Hnrs. Micro Economics
Ms. Wysocki
November 17, 2014
Econ In the News Part 4 The article describes how the apple iPhone monopoly being challenged by its customers. Back in 2007, when Apple first started to release their new phone, called the "iPhone", they made an exclusive deal with AT&T. That deal was a 5 year deal that solely allowed AT&T to provide the service for all of apples phones. Apple created a monopoly by refusing iPhone customers being allowed to choose their mobile carrier. Apple at one point back in 2007, released a software update which disabled iPhones being used by a separate carrier. Before the update people were buying the iPhones separately, unlocking them, then bringing them to their own provider, and having them activated under a different cell phone provider. However with that update, it disables all the phones that were not covered by AT&T. The new update essentially made all iPhones at the time, bricks. The lawsuit against apple is simply asking them to remove the update and to allow its consumers the right to choose their cell phone provider. Currently in class we are learning about monopolies.

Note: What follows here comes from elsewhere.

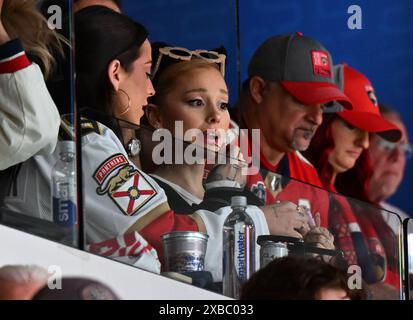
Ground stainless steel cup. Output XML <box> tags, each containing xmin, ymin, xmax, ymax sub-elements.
<box><xmin>161</xmin><ymin>231</ymin><xmax>208</xmax><ymax>273</ymax></box>
<box><xmin>257</xmin><ymin>235</ymin><xmax>303</xmax><ymax>269</ymax></box>
<box><xmin>260</xmin><ymin>241</ymin><xmax>288</xmax><ymax>268</ymax></box>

A monopoly is a single firm that eliminates all other forms of competition. This is exactly what apple did. They put up a block, that disabled any of the phones being covered by a different provider, other than AT&T. The main barrier in this example would be that AT&T has a large demand, that other providers wish to have. However since other companies are now starting to use these hacked phones, an update came out disabling that option. This is an example of a technology monopoly, because Apple has exclusively allowed AT&T to sell their product. This leaves customers with higher prices, less options, and in some cases poorer quality phones.